Gerade die Tatsache, dass vor allem Frauen kleine Wiederkäuer halten, sei aber auch ein Problem bei der Umsetzung der Ausrottungskampagne. Denn für Frauen sei der Zugang zu Veterinärdienstleistungen und zu Ausbildungen zu Tiergesundheitsthemen oft erschwert. Eine weitere Schwierigkeit bei der Umsetzung sei, dass in vielen betroffenen Ländern die Veterinärdienste unterfinanziert seien. «Neben wirkungsvollen Impfstoffen braucht es gut funktionierende Veterinärdienste, um eine Tierseuche ausrotten zu können.» Werde der Veterinärdienst gestärkt, wirke sich dies zudem auch auf die Bekämpfung anderer Tierseuchen positiv aus. Aber es brauche global den politischen Willen, die Ausrottung voranzutreiben.
Das IVI
«Die globale Gesellschaft hat sich zur Ausrottung entschieden – und nun tritt PPR auch in Europa wieder auf», sagt Barbara Wieland nachdenklich. Das IVI ist das nationale Referenzlabor. Die Diagnostikabteilung ist im Austausch mit Laboren weltweit, um über das Virus auf dem neusten Stand zu sein. In Zusammenarbeit mit dem PPR-Referenzlabor der WOAH am CIRAD im französischen Montpellier und dem Institut für Tierpathologie der Universität Bern erforscht die Immunologieabteilung des IVI Virulenzunterschiede, die sowohl vom Virusstamm also auch von der Spezies beziehungsweise der Rasse abhängen. Diese Arbeit hat aufgezeigt, dass Virulenz mit Unterschieden im Zelltropismus für Epithelzellen, Lymphozyten, Monozyten, Makrophagen und dendritische Zellen in Zusammenhang steht. Dies wiederum steuert die Stärke der Entzündung sowie der Depletion von Lymphozyten in dem sekundären lymphatischen Gewebe und damit die Fähigkeit des Immunsystems, das Virus abzuwehren. Diese unterschiedliche klinische Ausprägung ist für die Bekämpfung der Seuche von Bedeutung.
Viele andere Viren
PPR ist nur eine von hochansteckenden Krankheiten, die sich in Europa aktuell ausbreiten: Die Maul- und Klauenseuche ist in Deutschland, Ungarn und der Slowakei aufgetreten, die Afrikanische Schweinepest zirkuliert seit mehreren Jahren, die Schaf- und Ziegenpocken und die Lumpy-Skin-Disease (LSD) setzen sich zunehmend fest, und immer noch da ist die Vogelgrippe. «Es ist besorgniserregend, dass gleichzeitig so viele Bedrohungen auftreten», sagt Barbara Wieland.

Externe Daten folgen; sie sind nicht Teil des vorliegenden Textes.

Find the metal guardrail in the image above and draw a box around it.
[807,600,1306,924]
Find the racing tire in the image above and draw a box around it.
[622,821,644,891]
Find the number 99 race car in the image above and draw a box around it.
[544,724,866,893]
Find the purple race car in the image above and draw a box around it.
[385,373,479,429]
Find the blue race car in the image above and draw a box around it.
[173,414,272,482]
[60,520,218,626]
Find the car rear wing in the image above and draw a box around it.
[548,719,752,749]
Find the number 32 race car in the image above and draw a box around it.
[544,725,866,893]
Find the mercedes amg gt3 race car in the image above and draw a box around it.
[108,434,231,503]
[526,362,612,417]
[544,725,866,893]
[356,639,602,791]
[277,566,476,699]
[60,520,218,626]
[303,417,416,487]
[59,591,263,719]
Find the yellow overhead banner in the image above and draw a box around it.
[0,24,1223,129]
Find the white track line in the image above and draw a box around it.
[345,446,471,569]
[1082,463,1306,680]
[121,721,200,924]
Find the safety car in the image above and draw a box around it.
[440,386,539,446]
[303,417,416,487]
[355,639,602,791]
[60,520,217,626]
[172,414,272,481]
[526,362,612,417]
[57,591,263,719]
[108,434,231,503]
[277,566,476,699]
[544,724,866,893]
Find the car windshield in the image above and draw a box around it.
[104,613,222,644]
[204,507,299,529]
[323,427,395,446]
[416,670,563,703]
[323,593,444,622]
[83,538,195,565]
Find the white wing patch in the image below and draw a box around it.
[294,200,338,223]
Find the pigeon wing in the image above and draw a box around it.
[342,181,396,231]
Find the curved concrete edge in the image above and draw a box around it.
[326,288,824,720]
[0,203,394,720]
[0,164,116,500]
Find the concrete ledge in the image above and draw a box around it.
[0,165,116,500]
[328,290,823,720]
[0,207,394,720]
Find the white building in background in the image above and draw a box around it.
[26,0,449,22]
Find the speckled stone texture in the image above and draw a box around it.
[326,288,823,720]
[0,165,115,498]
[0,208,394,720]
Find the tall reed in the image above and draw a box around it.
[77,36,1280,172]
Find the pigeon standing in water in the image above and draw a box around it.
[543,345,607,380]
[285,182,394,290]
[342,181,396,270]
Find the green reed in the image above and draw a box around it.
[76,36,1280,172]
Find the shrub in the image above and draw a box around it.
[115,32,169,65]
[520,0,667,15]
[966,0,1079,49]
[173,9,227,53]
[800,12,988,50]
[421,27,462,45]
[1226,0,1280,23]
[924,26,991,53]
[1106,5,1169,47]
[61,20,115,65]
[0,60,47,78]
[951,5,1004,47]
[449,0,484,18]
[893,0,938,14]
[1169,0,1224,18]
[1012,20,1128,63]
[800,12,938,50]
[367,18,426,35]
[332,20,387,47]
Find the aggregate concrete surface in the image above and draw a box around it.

Warum genau die Krankheiten sich verbreiten, weiss niemand genau. Vermutet wird, dass die zunehmende Vernetzung viel dazu beiträgt. Via Tiertransporte und wohl auch über den Menschen – beispielsweise beim illegalen Import von Fleisch von kranken Tieren – wird die Krankheit verschleppt.
Die Peste des petits ruminants
Fieber, Fressunlust, Nasen- und Augenausfluss oder Entzündungen der Maulschleimhaut: Das sind die ersten Symptome der Pest der kleinen Wiederkäuer, genannt Peste des petits ruminants (PPR). «Die klinischen Symptome zeigen sich sehr rasch und in der ganzen Herde», sagt Barbara Wieland, Leiterin des Instituts für Virologie und Immunologie (IVI). «Sie sind jedoch sehr unspezifisch.» Es folgt massiver, wässeriger und manchmal auch blutiger Durchfall, mit dem Resultat einer schwerwiegenden, meist tödlichen Dehydrierung. PPR ist eine hochansteckende virale Krankheit; die Mortalitätsrate beträgt bei Schafen und Ziegen bis zu 90 Prozent. Für den Menschen besteht keine Ansteckungsgefahr. Der Erreger, ein Virus der Gattung Morbillivirus, wird vor allem über engen direkten Tierkontakt oder indirekt über Ausscheidungen befallener Tiere übertragen. PPR ist in der Türkei endemisch und kommt vor allem in den meisten Ländern Afrikas, des Nahen Ostens und den Ländern von Zentral- bis Südostasien vor. Impfungen sind in der EU und in der Schweiz verboten.